SKinley is napping (still! going on over 2 hours) and Richie is absorbed in Nascar aka: napping. My parents left this morning which left us our whole day to catch up. I was so very behind on my Shakespeare class and with only three units left before the final, I HAD to get caught up. And so I did. Good thing we all have boots cause it was getting deep in here! I have never typed so much BS as I did today for that class. I had no clue what I was talking about, but I so made it seem like I did. So we'll see how these grades turn out. I got an A on my midterm and was spewing BS then too....so I think I'm pretty good at it. Not that it's something to be proud of, right?
I got Kinley's invites printed and addressed. We just need to get stamps and send them on their way. There's no turning back now.
We "celebrated" by birthday yesterday. A week early.
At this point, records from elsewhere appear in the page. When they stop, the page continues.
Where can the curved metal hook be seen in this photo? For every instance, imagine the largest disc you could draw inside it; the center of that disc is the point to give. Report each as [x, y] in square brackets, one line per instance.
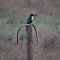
[20, 29]
[27, 25]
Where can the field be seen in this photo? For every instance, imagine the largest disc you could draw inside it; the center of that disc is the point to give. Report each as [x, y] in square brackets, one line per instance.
[47, 25]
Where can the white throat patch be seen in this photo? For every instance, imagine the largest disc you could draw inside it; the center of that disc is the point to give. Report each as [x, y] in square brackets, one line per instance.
[32, 17]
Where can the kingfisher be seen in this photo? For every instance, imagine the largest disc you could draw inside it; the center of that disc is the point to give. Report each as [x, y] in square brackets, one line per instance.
[29, 20]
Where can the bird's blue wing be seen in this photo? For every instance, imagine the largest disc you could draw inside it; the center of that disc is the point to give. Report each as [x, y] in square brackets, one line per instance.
[28, 20]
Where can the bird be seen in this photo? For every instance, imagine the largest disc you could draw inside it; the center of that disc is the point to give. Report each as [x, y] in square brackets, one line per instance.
[29, 20]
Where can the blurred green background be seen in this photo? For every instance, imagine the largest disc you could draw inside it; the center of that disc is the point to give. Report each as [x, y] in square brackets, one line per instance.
[14, 13]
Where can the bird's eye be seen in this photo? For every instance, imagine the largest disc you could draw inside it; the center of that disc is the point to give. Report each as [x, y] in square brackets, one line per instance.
[32, 17]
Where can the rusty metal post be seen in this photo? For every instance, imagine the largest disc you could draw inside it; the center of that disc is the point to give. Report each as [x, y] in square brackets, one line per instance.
[29, 42]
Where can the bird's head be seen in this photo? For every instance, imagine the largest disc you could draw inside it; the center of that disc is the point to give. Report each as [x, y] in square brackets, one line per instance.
[32, 15]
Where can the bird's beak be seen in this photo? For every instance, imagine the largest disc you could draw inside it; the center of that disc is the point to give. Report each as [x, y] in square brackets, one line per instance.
[35, 14]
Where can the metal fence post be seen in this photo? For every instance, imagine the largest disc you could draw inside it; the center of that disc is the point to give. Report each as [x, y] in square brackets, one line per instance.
[29, 42]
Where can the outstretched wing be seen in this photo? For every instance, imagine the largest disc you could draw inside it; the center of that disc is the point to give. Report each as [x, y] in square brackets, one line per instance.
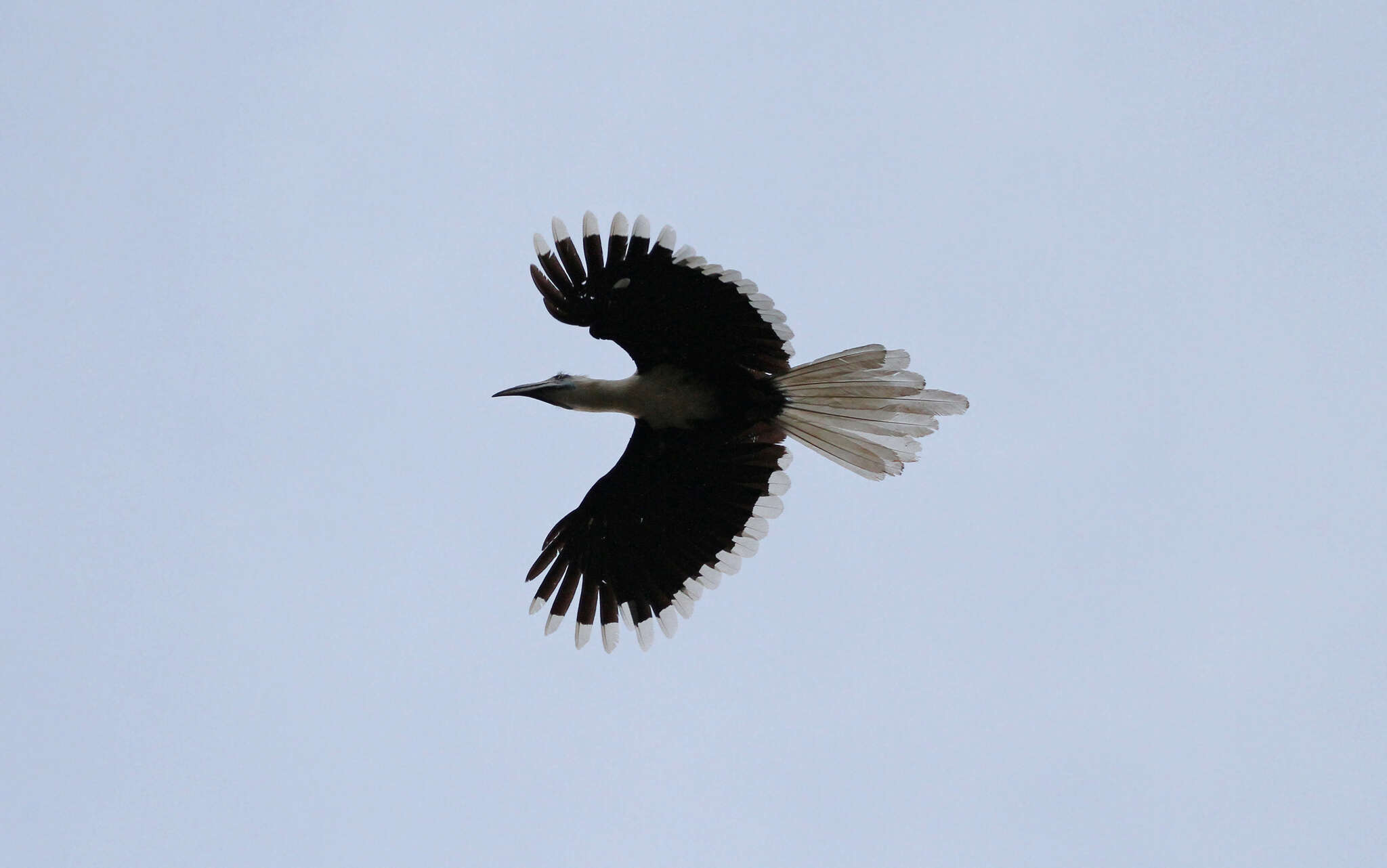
[658, 304]
[680, 508]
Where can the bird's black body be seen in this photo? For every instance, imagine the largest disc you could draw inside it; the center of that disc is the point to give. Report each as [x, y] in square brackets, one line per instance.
[713, 397]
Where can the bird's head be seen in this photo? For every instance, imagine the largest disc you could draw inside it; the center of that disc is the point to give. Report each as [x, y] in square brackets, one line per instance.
[551, 391]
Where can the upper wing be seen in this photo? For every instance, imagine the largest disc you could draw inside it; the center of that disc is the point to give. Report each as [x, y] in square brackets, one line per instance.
[658, 304]
[680, 508]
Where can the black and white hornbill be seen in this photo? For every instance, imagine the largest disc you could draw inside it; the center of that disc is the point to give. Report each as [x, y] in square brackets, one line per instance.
[713, 395]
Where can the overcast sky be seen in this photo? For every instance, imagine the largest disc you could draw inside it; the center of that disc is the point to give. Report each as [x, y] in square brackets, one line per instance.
[264, 531]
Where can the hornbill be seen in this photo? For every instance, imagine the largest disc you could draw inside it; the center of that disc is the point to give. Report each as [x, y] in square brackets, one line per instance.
[713, 397]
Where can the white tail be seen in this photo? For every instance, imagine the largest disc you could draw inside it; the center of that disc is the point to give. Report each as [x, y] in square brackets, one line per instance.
[863, 410]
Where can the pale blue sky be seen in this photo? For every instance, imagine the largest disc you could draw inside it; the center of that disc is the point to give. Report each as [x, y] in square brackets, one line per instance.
[264, 534]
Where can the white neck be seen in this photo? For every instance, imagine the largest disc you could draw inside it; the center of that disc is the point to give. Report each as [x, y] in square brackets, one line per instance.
[663, 397]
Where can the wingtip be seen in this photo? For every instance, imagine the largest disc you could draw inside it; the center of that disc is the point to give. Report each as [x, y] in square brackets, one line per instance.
[669, 622]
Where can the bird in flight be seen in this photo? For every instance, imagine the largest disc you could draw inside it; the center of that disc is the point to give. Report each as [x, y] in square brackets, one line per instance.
[713, 397]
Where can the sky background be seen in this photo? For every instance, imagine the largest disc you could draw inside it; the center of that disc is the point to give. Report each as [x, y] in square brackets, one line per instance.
[264, 531]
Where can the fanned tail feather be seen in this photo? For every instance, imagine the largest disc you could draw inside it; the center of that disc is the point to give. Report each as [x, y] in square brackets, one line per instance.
[863, 410]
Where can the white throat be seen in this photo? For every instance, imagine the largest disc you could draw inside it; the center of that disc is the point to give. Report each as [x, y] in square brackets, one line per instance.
[665, 397]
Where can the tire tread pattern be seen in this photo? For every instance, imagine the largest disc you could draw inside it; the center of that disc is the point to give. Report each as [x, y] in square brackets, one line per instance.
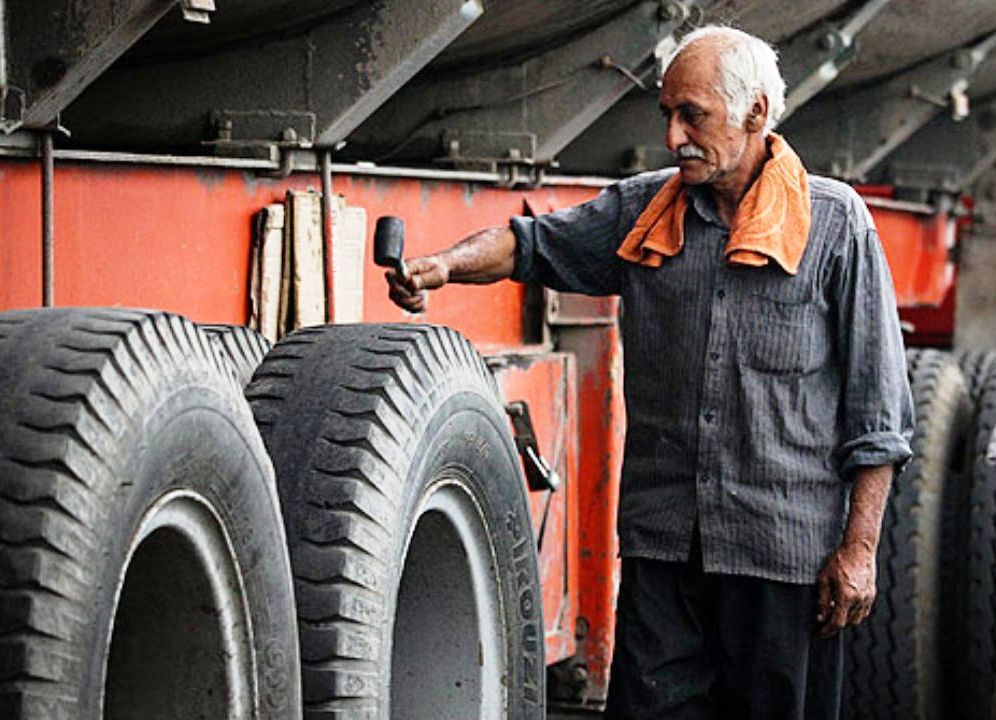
[68, 377]
[891, 659]
[382, 378]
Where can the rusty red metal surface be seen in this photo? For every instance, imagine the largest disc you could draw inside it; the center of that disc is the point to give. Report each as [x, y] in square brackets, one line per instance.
[548, 380]
[179, 238]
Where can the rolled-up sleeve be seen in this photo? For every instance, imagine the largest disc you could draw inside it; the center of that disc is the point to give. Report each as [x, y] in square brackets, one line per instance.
[572, 250]
[878, 406]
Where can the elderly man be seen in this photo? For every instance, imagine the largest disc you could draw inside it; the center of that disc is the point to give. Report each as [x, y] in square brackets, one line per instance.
[766, 395]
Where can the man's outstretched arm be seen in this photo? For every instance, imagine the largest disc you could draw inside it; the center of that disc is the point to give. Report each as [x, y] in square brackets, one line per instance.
[846, 585]
[484, 257]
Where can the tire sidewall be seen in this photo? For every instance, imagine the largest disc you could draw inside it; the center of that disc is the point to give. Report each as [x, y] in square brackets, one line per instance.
[198, 440]
[465, 441]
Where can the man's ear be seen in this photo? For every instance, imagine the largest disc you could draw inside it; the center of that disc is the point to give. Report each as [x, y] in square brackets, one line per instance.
[757, 116]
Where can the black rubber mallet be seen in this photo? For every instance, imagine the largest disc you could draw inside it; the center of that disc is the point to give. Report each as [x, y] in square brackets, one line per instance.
[389, 244]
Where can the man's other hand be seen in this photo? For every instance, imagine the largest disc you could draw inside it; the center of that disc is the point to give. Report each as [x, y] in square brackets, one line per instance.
[424, 273]
[845, 588]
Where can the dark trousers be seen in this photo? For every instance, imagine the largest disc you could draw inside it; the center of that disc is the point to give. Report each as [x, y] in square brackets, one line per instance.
[722, 647]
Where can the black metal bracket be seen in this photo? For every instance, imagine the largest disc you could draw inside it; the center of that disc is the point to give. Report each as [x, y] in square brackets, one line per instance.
[539, 474]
We had to take Richie's truck to get new tires so we dropped it off and then decided to grab a close lunch rather than venture to this nicer place that I wanted to go. Time was just not on our side and we didn't want to risk being late to the theater. So off to Texas Roadhouse we went. We do love eating there, but it so lacked that special-ness that I craved. Oh well. We each had a beer and felt so rebelious for doing so before noon. Half of the beer in and we were both feeling the slightest buzz. Lightweight.
Can you tell we don't "hang" very often? We quickly realized that we've become "that" couple. The couple that would rather be with the baby at home than out living it up. And on the rare occasion that we are out, living it up, we do nothing but gush about the baby. Yeah. That's us. And we're so proud of it.
On the way to the train station today (to take my parents back) I requested that we change the radio to the 24/7 Christmas channel. Yes, they are already doing it. My husband then declares that "Christmas music puts him in a really bad mood." And there it starts. I kid you not, he ranted about Christmas for about 25 mintues. Solid. I was so badly wanting to kick the back of his seat and scream to shut up....but my parents were in the car. I agree with some of his views, SOME, but not all. This year (and every year here on out) is different. Christmas isn't what it was but what it will be. We have Kinley in our lives and because of her, it's going to be so much more than it ever was in the past. He doesn't agree. He feels that Christmas is all about expectations and disappointments.
Children have become so full of expectations and then filled with let down. They expect to receive all of these insanely expensive gifts and then after the frenzie of opening everything as fast as they possibly can, they look at you and say "is that all?!" It chaps me, and it chaps him. Understandably so.
Why have so many children (and adults) forgotten about what Christmas is about? And I'm not getting all religious on you....who am I to preach religion? but what I'm saying is that Christmas is NOT about getting your kids as many presents as can fit in your car on five trips to the mall. Christmas is NOT about maxing credit cards so that you prove your love with the best gift to your spouse. To me, Christmas is about giving, sharing and loving. I just don't understand the idea of shop till you drop and knocking yourself out by getting up at 2 a.m. on Black Friday to get a $20 discount on something. Really, it's not worth it. To me.
The whole rant that Richie started on got us all talking about it and Richie and I kind of came to an agreement that Kinley won't be raised with the expectation of 90% of kids out there that think that Christmas is all about "what did you get me?" She will be raised to know that giving is more important than receiving. How many children out there don't get a Christmas at all? How many children out there wish for a wam coat or socks or warm pajamas? I just couldn't sleep at night knowing that I didn't do *something* to help, yet I got up at 2 a.m. to get my child the newest video game.
My mom chimed in that there are students at the Illinois Blind School and the Illinois Deaf School that have wish lists for Christmas as well and most get next to nothing for Christmas. Just breaks my heart.
Santa can't carry that many presents on his sleigh....he can't carry enough for each child to get 10-12 presents. He can only carry enough for each child to get 2-3....so wish wisely. And then we'll teach her that going out to shop for a child less fortunate is so much more fulfilling.
Easy to say....my baby is not yet a year. But it's our plan. Our goal. To raise a respectful daughter. A daughter that appreciates what she is given and won't turn around and say "is that all?"